A pluralidade de estilos de dança é a marca do projeto, que acredita nos resgates ancestrais dos passos de dança como forma de contar suas histórias – acrescente um toque das danças afro-diaspóricas nestes movimentos. “Em nossas performances, enxergamos isso porque tudo é executado e protagonizado por mulheres negras, o que normalmente não vemos na cena da dança brasileira”, explicam. “A gente está muito consciente da nossa responsabilidade a partir dessa campanha.”

A parceria com a Nike é apenas um desdobramento desse reconhecimento pelo trabalho e pela história de cada uma delas. “É muito especial”, celebram elas, que já foram notadas até mesmo por Justin Bieber, que repostou um vídeo delas dançando Yummy. “Seguir inspirando e motivando. Fazer com que as Turmalinas, que começou com um vídeo e se tornou um projeto, se torne algo muito maior”, finalizam.

*Neste texto (e na campanha, também), as Turmalinas Negras são representadas por Mayara Rosa, idealizadora do projeto, ao lado de Darlita Albino, Nice Estrela, Aline Constantini (dançarina e produtora) e Maiwsi Ayana. Em comum, elas têm entre 20 e 30 e poucos anos, são apaixonadas pela dança e moram na capital de São Paulo.


Despertar da dança

O filme “Despertar na Dança: Uma experiência em movimento”, co-criado com o grupo e dirigido por Juh Almeida consiste em uma linha do tempo que resgata o poder da mulher negra e da dança no Brasil.

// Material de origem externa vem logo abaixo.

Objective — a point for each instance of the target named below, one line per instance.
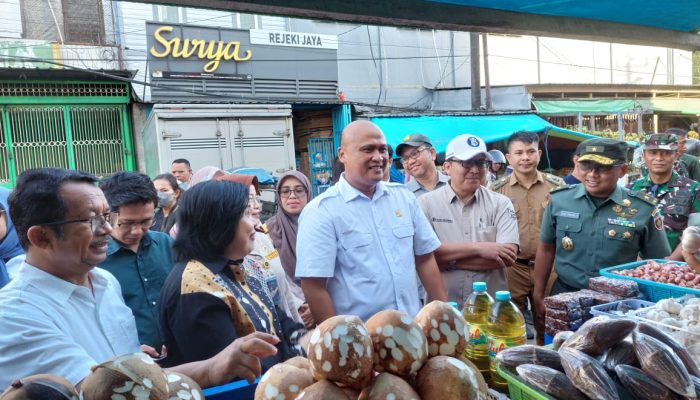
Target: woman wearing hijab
(264, 260)
(293, 193)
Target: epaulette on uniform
(562, 188)
(643, 196)
(498, 183)
(554, 180)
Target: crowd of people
(182, 268)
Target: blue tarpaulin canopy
(491, 128)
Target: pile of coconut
(126, 377)
(390, 356)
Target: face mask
(164, 199)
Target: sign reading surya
(214, 51)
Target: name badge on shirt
(273, 254)
(621, 222)
(569, 214)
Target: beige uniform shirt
(488, 217)
(529, 206)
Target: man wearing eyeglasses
(677, 196)
(418, 159)
(477, 227)
(595, 224)
(139, 258)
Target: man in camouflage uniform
(687, 164)
(677, 196)
(528, 189)
(596, 223)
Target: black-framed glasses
(469, 164)
(130, 225)
(413, 155)
(587, 167)
(96, 221)
(287, 192)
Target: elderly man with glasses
(477, 227)
(418, 159)
(595, 224)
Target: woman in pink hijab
(292, 194)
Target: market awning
(491, 128)
(612, 106)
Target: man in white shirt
(61, 315)
(361, 242)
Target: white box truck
(221, 135)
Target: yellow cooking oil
(505, 329)
(476, 312)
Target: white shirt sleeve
(424, 240)
(506, 222)
(316, 243)
(30, 342)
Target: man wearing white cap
(477, 227)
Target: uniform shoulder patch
(562, 188)
(554, 180)
(643, 196)
(499, 183)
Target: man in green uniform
(595, 224)
(677, 196)
(687, 165)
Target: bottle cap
(502, 295)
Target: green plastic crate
(518, 389)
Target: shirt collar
(54, 287)
(113, 245)
(452, 196)
(349, 192)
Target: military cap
(603, 151)
(661, 141)
(413, 140)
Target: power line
(197, 92)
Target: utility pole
(475, 61)
(487, 80)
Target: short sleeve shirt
(51, 326)
(615, 232)
(488, 217)
(529, 203)
(366, 247)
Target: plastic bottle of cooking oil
(506, 328)
(476, 312)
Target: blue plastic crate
(652, 291)
(607, 309)
(547, 339)
(238, 390)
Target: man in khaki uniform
(528, 189)
(476, 227)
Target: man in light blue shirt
(361, 242)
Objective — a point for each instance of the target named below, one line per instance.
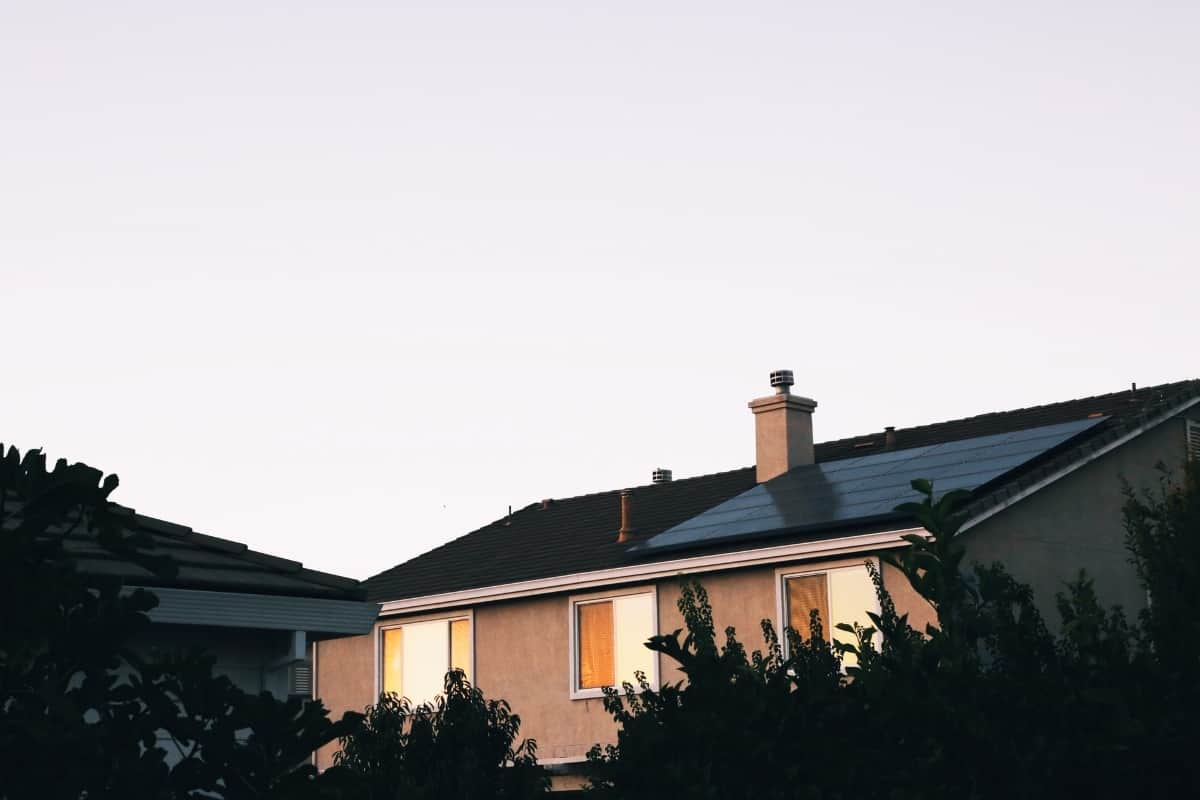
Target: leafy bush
(81, 713)
(457, 747)
(987, 703)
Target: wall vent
(300, 679)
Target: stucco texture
(343, 680)
(1075, 524)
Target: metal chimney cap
(783, 380)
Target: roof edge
(649, 571)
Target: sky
(346, 281)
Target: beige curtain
(460, 645)
(597, 657)
(803, 595)
(393, 660)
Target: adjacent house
(551, 603)
(258, 614)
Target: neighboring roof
(863, 489)
(208, 563)
(580, 534)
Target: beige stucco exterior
(522, 654)
(522, 647)
(1075, 524)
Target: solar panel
(862, 488)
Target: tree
(457, 747)
(987, 703)
(81, 713)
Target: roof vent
(627, 516)
(781, 380)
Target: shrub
(987, 703)
(457, 747)
(70, 727)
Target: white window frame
(803, 571)
(394, 623)
(574, 602)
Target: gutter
(1017, 497)
(652, 571)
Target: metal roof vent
(783, 380)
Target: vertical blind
(417, 656)
(805, 594)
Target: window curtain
(595, 643)
(460, 645)
(805, 594)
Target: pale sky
(345, 282)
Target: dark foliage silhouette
(82, 714)
(457, 747)
(987, 703)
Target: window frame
(573, 603)
(435, 617)
(804, 571)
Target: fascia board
(1078, 464)
(651, 571)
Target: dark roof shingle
(207, 563)
(580, 534)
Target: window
(839, 595)
(415, 656)
(609, 642)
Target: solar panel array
(862, 488)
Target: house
(551, 603)
(258, 614)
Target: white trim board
(1078, 464)
(658, 570)
(651, 571)
(573, 650)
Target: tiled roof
(208, 563)
(580, 534)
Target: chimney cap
(781, 380)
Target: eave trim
(1078, 464)
(654, 570)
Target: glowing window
(841, 595)
(610, 636)
(415, 656)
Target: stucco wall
(1075, 523)
(522, 655)
(345, 680)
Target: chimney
(783, 428)
(627, 516)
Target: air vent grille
(300, 679)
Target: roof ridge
(537, 504)
(1025, 409)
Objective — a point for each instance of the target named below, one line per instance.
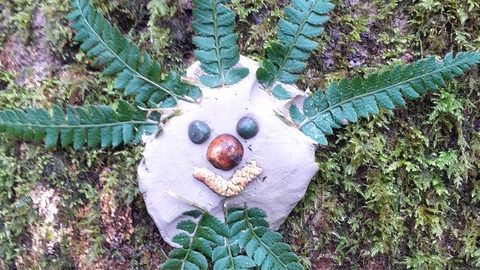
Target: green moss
(400, 190)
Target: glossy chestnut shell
(225, 152)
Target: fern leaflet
(250, 231)
(97, 125)
(287, 58)
(344, 101)
(216, 43)
(197, 241)
(138, 74)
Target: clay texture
(285, 155)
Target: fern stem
(194, 236)
(331, 107)
(217, 42)
(67, 126)
(136, 73)
(259, 239)
(290, 48)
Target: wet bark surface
(123, 244)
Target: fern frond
(343, 102)
(216, 42)
(138, 73)
(250, 231)
(197, 240)
(287, 58)
(95, 124)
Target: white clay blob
(286, 156)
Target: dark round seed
(198, 131)
(225, 152)
(247, 127)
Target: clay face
(273, 173)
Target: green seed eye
(247, 127)
(198, 131)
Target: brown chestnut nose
(225, 152)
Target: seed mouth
(228, 188)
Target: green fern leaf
(217, 50)
(343, 102)
(197, 240)
(286, 59)
(95, 124)
(250, 231)
(138, 74)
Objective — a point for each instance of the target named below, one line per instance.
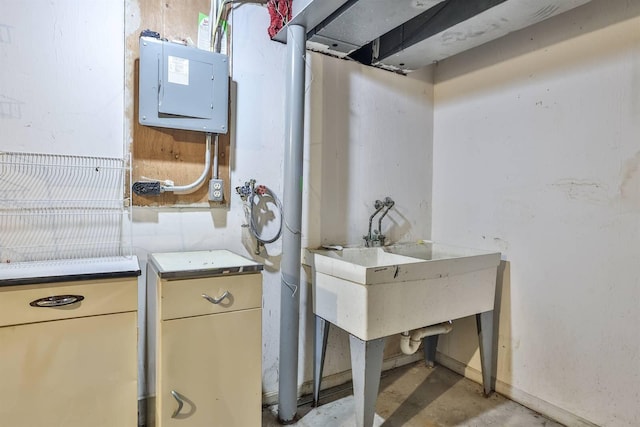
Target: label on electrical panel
(178, 70)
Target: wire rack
(60, 207)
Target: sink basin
(376, 292)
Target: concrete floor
(417, 396)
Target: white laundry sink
(381, 291)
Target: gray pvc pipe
(292, 204)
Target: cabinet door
(213, 364)
(69, 373)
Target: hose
(263, 194)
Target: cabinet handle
(180, 403)
(56, 301)
(216, 300)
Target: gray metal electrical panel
(182, 87)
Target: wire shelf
(58, 207)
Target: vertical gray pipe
(292, 204)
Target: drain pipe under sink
(409, 342)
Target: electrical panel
(182, 87)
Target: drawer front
(184, 298)
(98, 297)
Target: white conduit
(190, 188)
(409, 342)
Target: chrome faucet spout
(389, 204)
(378, 205)
(375, 237)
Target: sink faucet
(375, 237)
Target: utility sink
(376, 292)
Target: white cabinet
(207, 339)
(73, 365)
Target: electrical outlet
(216, 190)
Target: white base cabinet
(73, 365)
(208, 348)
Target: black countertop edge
(197, 274)
(69, 278)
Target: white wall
(61, 80)
(536, 154)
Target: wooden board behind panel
(159, 153)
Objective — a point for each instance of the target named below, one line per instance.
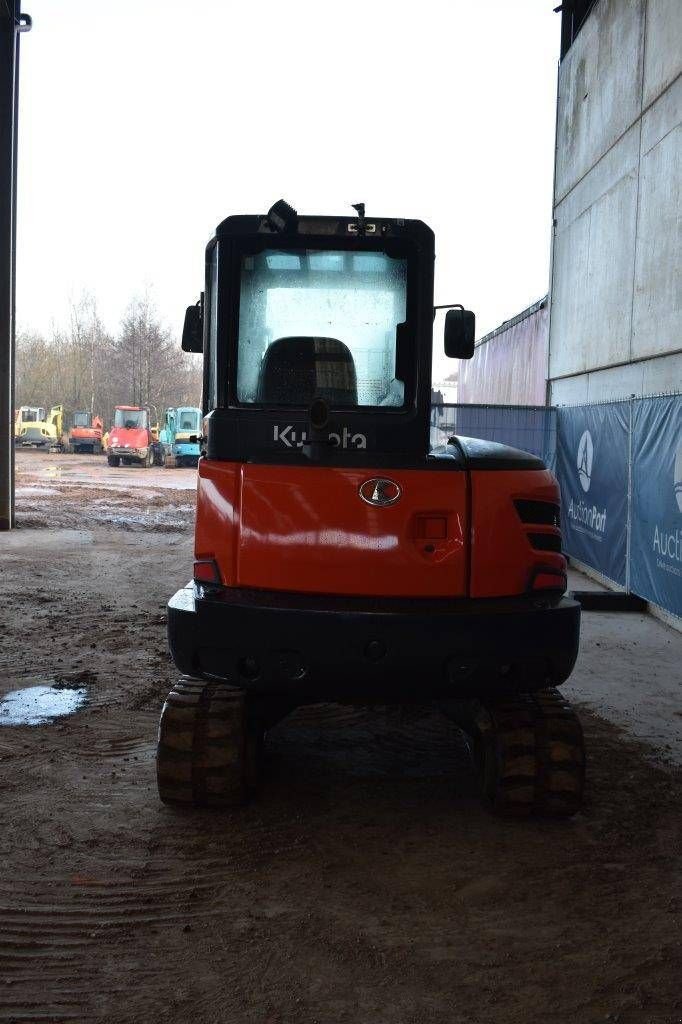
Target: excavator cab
(337, 555)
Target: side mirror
(460, 333)
(193, 332)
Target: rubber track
(531, 755)
(202, 752)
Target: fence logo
(677, 480)
(585, 459)
(667, 542)
(586, 519)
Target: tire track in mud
(51, 926)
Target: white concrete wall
(615, 313)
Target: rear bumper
(314, 647)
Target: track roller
(529, 754)
(209, 747)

A coreografia, criada pelas dançarinas, foi dividida em seis etapas: nascimento, conexão, raízes, proteção, reconhecimento e despertar. A sequência mostra como a dança se conecta com a ancestralidade e cultura, passando por ritmos como break, hip hop e funk. O vídeo poderá ser visto, a partir da próxima quarta (18.11), no Nike Training Club, aplicativo gratuito que oferece diferentes tipos de treinos.

Foto: Divulgação

Icon Clash

Idealizada para abraçar a cultura jovem e celebrar o empoderamento por meio da dança, a nova coleção conta com meias, tops, calças esportivas e moletons. Adotadas pela comunidade de dança, as peças atendem às necessidades de performance ainda que tenham materiais novos e ousados, em cores metálicas e iridescentes. As peças estarão à venda a partir do dia 18 de novembro no e-commerce e em lojas físicas.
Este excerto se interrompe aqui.